Inquiries into the privatisation of Air Moldova have resulted in a damning verdict on the process, which is set to be discussed by the country’s parliament, along with the controversial sale of Chisinau airport.

The order of business for the plenary session on 4 October includes hearings on the four-month parliamentary inquiry set up to analyse privatisation and concession of public property over 2013-19. It was tasked with evaluating the legality of the procedures and decisions.

Air Moldova’s privatisation has been lambasted by the inquiry commission, which concludes that the decisions and attitude of the government authorities were “irresponsible and harmful to the public interest”.

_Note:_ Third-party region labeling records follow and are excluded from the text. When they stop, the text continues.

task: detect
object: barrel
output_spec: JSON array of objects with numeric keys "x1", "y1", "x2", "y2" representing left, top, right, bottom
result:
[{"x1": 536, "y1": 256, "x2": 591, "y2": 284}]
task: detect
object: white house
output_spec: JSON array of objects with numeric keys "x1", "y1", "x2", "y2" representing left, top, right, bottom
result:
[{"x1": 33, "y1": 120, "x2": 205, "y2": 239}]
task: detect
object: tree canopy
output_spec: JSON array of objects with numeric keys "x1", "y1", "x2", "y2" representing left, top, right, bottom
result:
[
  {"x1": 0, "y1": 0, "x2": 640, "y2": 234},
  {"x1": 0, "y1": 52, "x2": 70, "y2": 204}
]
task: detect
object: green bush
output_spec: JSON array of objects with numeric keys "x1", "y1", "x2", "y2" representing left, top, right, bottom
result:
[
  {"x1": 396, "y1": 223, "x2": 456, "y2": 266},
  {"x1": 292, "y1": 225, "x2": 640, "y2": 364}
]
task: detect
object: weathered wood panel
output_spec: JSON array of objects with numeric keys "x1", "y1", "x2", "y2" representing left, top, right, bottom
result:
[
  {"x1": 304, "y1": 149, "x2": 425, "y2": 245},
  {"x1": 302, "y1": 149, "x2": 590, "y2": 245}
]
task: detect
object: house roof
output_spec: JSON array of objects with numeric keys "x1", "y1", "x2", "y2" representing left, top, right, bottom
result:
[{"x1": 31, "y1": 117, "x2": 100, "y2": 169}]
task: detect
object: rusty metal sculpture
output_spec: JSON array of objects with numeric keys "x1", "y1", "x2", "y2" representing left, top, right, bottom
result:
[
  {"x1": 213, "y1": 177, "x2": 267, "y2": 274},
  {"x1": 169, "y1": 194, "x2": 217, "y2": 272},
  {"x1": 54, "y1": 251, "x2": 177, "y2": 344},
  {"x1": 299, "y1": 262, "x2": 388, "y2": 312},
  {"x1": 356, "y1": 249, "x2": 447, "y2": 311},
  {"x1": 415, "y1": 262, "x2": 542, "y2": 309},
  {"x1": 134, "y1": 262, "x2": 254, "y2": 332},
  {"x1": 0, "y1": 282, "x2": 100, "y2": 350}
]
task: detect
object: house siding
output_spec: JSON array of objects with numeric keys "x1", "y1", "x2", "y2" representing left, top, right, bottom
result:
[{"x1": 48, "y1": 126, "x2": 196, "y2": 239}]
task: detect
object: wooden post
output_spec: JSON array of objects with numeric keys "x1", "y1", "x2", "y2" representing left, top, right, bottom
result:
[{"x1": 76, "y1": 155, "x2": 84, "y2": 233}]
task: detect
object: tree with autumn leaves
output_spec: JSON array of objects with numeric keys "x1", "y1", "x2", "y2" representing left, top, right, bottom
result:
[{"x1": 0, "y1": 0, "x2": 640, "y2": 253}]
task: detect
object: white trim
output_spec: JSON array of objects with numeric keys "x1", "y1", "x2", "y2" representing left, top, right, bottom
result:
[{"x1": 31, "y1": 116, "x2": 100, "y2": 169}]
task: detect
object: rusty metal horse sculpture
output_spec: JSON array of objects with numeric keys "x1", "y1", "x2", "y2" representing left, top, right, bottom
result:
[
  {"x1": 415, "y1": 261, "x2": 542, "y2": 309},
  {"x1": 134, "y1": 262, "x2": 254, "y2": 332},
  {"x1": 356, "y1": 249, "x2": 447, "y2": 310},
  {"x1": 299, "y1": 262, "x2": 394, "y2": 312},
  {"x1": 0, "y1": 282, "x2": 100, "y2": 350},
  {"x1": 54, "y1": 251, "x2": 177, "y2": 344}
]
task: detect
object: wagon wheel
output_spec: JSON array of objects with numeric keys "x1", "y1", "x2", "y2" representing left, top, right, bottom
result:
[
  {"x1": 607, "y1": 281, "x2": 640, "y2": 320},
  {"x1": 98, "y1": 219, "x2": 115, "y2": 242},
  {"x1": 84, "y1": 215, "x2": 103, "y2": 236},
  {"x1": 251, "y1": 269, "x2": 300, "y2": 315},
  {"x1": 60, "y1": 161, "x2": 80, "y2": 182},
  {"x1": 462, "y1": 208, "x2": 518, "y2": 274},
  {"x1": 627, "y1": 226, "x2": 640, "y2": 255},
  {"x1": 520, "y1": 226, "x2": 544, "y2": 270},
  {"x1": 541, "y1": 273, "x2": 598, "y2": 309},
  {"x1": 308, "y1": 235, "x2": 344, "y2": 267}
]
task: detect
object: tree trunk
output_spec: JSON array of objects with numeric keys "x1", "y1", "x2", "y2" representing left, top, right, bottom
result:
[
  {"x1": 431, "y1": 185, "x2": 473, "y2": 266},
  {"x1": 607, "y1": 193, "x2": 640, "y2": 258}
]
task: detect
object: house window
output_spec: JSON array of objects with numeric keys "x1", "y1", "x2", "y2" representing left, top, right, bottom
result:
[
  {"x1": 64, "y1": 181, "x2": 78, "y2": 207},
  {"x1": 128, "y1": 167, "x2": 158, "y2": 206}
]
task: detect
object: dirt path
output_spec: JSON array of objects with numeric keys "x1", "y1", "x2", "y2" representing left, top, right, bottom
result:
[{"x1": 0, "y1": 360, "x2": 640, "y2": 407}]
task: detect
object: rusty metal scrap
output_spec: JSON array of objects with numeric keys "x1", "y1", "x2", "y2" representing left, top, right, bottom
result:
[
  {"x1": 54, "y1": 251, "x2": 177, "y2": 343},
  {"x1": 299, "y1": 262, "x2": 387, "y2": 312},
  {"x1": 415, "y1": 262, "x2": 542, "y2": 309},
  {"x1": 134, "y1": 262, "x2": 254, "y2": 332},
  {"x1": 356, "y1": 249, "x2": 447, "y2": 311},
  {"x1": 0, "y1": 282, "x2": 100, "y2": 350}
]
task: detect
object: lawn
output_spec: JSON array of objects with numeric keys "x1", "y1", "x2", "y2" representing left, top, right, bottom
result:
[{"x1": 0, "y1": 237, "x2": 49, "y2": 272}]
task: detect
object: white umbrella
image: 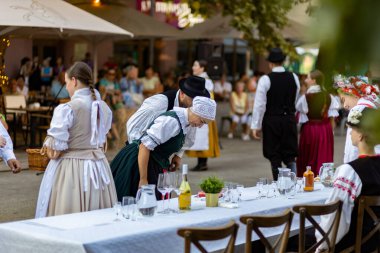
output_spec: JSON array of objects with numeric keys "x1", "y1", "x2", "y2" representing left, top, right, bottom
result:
[
  {"x1": 74, "y1": 3, "x2": 180, "y2": 38},
  {"x1": 0, "y1": 0, "x2": 133, "y2": 80},
  {"x1": 0, "y1": 0, "x2": 133, "y2": 37}
]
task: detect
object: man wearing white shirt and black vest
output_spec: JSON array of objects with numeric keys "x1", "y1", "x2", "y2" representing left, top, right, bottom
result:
[
  {"x1": 251, "y1": 48, "x2": 300, "y2": 180},
  {"x1": 127, "y1": 76, "x2": 210, "y2": 169}
]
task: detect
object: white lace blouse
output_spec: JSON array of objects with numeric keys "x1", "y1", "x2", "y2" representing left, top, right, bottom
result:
[{"x1": 141, "y1": 107, "x2": 191, "y2": 151}]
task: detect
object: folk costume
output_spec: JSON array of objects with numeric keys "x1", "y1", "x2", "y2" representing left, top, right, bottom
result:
[
  {"x1": 251, "y1": 48, "x2": 300, "y2": 180},
  {"x1": 111, "y1": 97, "x2": 216, "y2": 200},
  {"x1": 186, "y1": 72, "x2": 220, "y2": 171},
  {"x1": 36, "y1": 88, "x2": 117, "y2": 218},
  {"x1": 296, "y1": 85, "x2": 339, "y2": 177}
]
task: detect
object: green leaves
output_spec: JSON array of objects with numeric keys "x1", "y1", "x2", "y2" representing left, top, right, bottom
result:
[{"x1": 199, "y1": 176, "x2": 224, "y2": 193}]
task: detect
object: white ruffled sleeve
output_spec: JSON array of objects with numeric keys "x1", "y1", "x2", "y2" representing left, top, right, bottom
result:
[
  {"x1": 296, "y1": 95, "x2": 309, "y2": 124},
  {"x1": 141, "y1": 116, "x2": 181, "y2": 151},
  {"x1": 43, "y1": 104, "x2": 74, "y2": 151},
  {"x1": 315, "y1": 164, "x2": 362, "y2": 250},
  {"x1": 328, "y1": 95, "x2": 340, "y2": 118}
]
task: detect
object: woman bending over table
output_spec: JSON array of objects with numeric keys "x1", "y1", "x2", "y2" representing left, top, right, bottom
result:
[{"x1": 111, "y1": 97, "x2": 216, "y2": 200}]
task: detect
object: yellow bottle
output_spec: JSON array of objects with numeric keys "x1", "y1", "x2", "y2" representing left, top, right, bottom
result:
[
  {"x1": 178, "y1": 164, "x2": 191, "y2": 210},
  {"x1": 303, "y1": 166, "x2": 314, "y2": 192}
]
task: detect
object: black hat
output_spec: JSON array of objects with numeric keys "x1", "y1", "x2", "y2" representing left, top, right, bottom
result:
[
  {"x1": 179, "y1": 76, "x2": 210, "y2": 98},
  {"x1": 267, "y1": 47, "x2": 286, "y2": 63}
]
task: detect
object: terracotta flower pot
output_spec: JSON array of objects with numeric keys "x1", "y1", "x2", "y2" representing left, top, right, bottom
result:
[{"x1": 206, "y1": 193, "x2": 219, "y2": 207}]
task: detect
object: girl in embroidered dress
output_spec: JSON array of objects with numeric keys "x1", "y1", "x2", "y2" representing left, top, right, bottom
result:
[
  {"x1": 296, "y1": 70, "x2": 339, "y2": 177},
  {"x1": 111, "y1": 97, "x2": 216, "y2": 199},
  {"x1": 316, "y1": 108, "x2": 380, "y2": 252},
  {"x1": 334, "y1": 75, "x2": 380, "y2": 163},
  {"x1": 36, "y1": 62, "x2": 117, "y2": 218}
]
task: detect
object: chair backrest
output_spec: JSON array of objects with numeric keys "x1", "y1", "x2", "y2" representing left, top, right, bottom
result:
[
  {"x1": 4, "y1": 95, "x2": 26, "y2": 112},
  {"x1": 292, "y1": 200, "x2": 342, "y2": 253},
  {"x1": 240, "y1": 209, "x2": 293, "y2": 253},
  {"x1": 177, "y1": 221, "x2": 239, "y2": 253}
]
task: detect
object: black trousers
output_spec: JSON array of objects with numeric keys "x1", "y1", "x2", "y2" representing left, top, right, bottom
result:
[{"x1": 262, "y1": 115, "x2": 298, "y2": 180}]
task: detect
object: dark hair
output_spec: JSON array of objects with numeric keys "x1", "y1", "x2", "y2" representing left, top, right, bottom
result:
[
  {"x1": 197, "y1": 60, "x2": 207, "y2": 72},
  {"x1": 310, "y1": 69, "x2": 325, "y2": 87},
  {"x1": 66, "y1": 61, "x2": 96, "y2": 100}
]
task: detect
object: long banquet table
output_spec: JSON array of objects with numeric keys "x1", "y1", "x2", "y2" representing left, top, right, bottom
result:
[{"x1": 0, "y1": 185, "x2": 331, "y2": 253}]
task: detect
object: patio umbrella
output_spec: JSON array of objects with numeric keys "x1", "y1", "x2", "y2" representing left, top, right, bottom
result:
[
  {"x1": 0, "y1": 0, "x2": 133, "y2": 37},
  {"x1": 0, "y1": 0, "x2": 133, "y2": 80},
  {"x1": 75, "y1": 3, "x2": 180, "y2": 38}
]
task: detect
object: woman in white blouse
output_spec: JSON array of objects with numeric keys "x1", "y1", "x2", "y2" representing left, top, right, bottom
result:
[
  {"x1": 36, "y1": 62, "x2": 116, "y2": 218},
  {"x1": 111, "y1": 97, "x2": 216, "y2": 200}
]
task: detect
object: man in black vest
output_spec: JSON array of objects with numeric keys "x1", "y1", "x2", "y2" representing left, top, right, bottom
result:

The privatisation decision, issued in 2018, was taken at “astonishing speed” and under “non-transparent conditions”, the inquiry states.

Air Moldova had been managed by an interim administrator during 2015-18 but the inquiry sharply criticises the way the company was run over this period, describing the governance practices and business planning as deeply flawed.

This created a “paradoxical situation”, it says, with debts rising and its market share declining from 48% to 43% between 2014 and 2017 even as passenger numbers roughly doubled to 1.13 million.

At the time of the privatisation the authorities declared the airline – which had a turnover of L3 billion ($170 million) – to be on the verge of bankruptcy, despite efforts from the economics ministry and public property agency.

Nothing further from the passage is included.